Part 1

1.1 Finite Difference Operator

For the gradient magnitude computation, I first convolved the image with [[1, -1]], then I convolved the image with [[1], [-1]]. When I did so, I got the second and third image shown below. After this, for each point in the convolved images, I summed their squares and took the square root, then binarized them, using a threshold of 0.15, to get the fourth image.

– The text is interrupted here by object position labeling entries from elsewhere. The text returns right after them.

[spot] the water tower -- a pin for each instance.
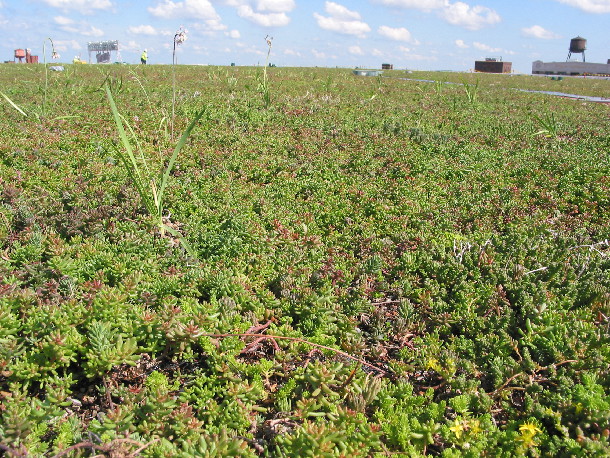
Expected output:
(577, 45)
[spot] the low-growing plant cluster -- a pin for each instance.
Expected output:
(373, 266)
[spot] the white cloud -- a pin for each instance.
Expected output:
(469, 17)
(266, 13)
(62, 20)
(398, 34)
(590, 6)
(341, 12)
(143, 30)
(537, 31)
(292, 52)
(265, 20)
(195, 9)
(80, 28)
(64, 45)
(342, 20)
(424, 5)
(409, 55)
(456, 13)
(83, 6)
(486, 48)
(275, 6)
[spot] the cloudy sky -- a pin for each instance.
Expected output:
(414, 34)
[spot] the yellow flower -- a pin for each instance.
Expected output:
(475, 427)
(457, 428)
(529, 429)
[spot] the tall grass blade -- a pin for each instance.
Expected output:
(172, 160)
(129, 160)
(13, 104)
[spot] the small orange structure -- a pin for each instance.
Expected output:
(20, 54)
(29, 59)
(25, 54)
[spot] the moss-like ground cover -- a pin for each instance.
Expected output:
(433, 258)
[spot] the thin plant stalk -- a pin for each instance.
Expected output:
(13, 104)
(54, 55)
(265, 85)
(179, 38)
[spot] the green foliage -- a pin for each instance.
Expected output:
(459, 259)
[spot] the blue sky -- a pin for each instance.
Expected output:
(413, 34)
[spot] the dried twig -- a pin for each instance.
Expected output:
(297, 339)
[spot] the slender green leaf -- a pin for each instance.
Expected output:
(13, 104)
(129, 160)
(172, 160)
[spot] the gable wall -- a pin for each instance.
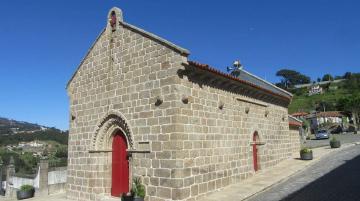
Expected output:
(124, 74)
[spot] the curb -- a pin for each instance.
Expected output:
(346, 145)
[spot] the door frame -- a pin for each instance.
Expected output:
(121, 132)
(255, 147)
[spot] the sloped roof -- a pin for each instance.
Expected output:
(329, 114)
(248, 79)
(294, 121)
(297, 114)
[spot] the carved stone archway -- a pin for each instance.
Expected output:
(106, 128)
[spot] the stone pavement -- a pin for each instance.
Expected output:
(334, 177)
(264, 180)
(54, 197)
(246, 189)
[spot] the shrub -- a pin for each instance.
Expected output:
(305, 150)
(333, 139)
(26, 188)
(138, 188)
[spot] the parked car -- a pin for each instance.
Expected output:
(322, 134)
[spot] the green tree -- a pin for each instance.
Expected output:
(327, 77)
(347, 75)
(351, 104)
(291, 78)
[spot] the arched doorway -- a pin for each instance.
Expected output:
(120, 165)
(255, 151)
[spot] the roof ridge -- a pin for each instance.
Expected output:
(260, 79)
(243, 80)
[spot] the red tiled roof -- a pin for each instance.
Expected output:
(298, 114)
(329, 114)
(295, 123)
(217, 72)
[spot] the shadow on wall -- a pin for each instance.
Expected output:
(342, 183)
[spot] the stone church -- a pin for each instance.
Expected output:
(140, 108)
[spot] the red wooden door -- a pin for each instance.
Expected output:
(120, 166)
(255, 156)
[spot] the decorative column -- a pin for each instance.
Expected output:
(10, 173)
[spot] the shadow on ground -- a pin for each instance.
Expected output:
(341, 184)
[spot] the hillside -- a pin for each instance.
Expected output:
(13, 132)
(328, 100)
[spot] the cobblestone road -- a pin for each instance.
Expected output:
(344, 138)
(335, 177)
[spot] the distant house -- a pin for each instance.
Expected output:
(317, 119)
(296, 132)
(315, 89)
(300, 115)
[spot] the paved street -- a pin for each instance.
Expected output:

1.2 Derivative of Gaussian Filter

For this part, I blurred the image using a gaussian filter with kernel size 9 and sigma 1. Then, I performed the same calculation I did in 1.1 to get the fourth image below, except with a binarization threshold of 0.09. The image was significantly less noisy and captured the edges more cleanly. However, some details, such as the taller tower in the background, no longer showed up in the blurred image. When performing the convolution between the gaussian filter and [[1, -1]] and [[1], [-1]], I got the second and third images, respectively (though I increased the kernel size and sigma for the sake of visualization). This changed the number of convolutions with the image to two rather than three, and it yielded exactly the same result.

1.3 Image Straightening

For the following images, the first picture is the original image, the second picture is the rotated image, the third picture is the histogram of the original image, and the fourth picture is the histogram of the rotated image. Some values in the histogram were removed, if convolution with both [[1, -1]] and [[1], [-1]] resulted in a value less than 0.05 at the point, as I registered that as no edge. Though the results were good, the last image didn't orient properly, as there are conflicting lines in the image. Looking at the net, it's oriented diagonally, but the springs along the bottom are oriented vertically. Additionally, after cropping, the man in the middle of the image becomes the focus, and it's unclear how to best align this man in isolation.

Part 2

2.1 Image Sharpening

By adding the first laplacian value three times to the gaussian blurred image, I was able to successfully sharpen the images. In the third set of images of the colosseum, I blurred it and tried to implement the sharpening method to see how it would perform. Most notably, performing the operation made the lines of the colosseum darker, but the image didn't feel any more detailed, as this operation cannot create data from nothing.

2.2 Hybrid Images

Below are a set of hybrid images that I computed. My favorite result is the hybrid of trump and biden, which I show the grayscale fourier domains for. The third and fourth images are the original fourier domains of the trump and biden images. The fourth and fifth images are the low frequency of the trump image and the high frequency of the biden image. Lastly, the sixth image is the combined result of summing the fourth and fifth images.

For the bells and whistles, I added color to enhance the effect. The third image is the result of making both images grayscale, the fourth image is the result of making of low frequency image grayscale, and the fifth image is the result of making the high frequency image grayscale. It seems the best results come from making the high frequency image grayscale.

This image failed to blend well, seemingly because their features were too distinct and different to merge. The notable aspects of both images are the intricacies of their high frequency components, so naturally, removing the high frequency components of one while leaving those of the other wouldn't create a good blend.

2.3 Gaussian and Laplacian Stacks

The first row is the gaussian stack for Mona Lisa, while the second row is the laplacian stack.

2.4 Multiresolution Blending

For the bells and whistles, I added color to enhance this effect, and I showed the breakdown for the biden + trump image, because it was my favorite result for this blending as well.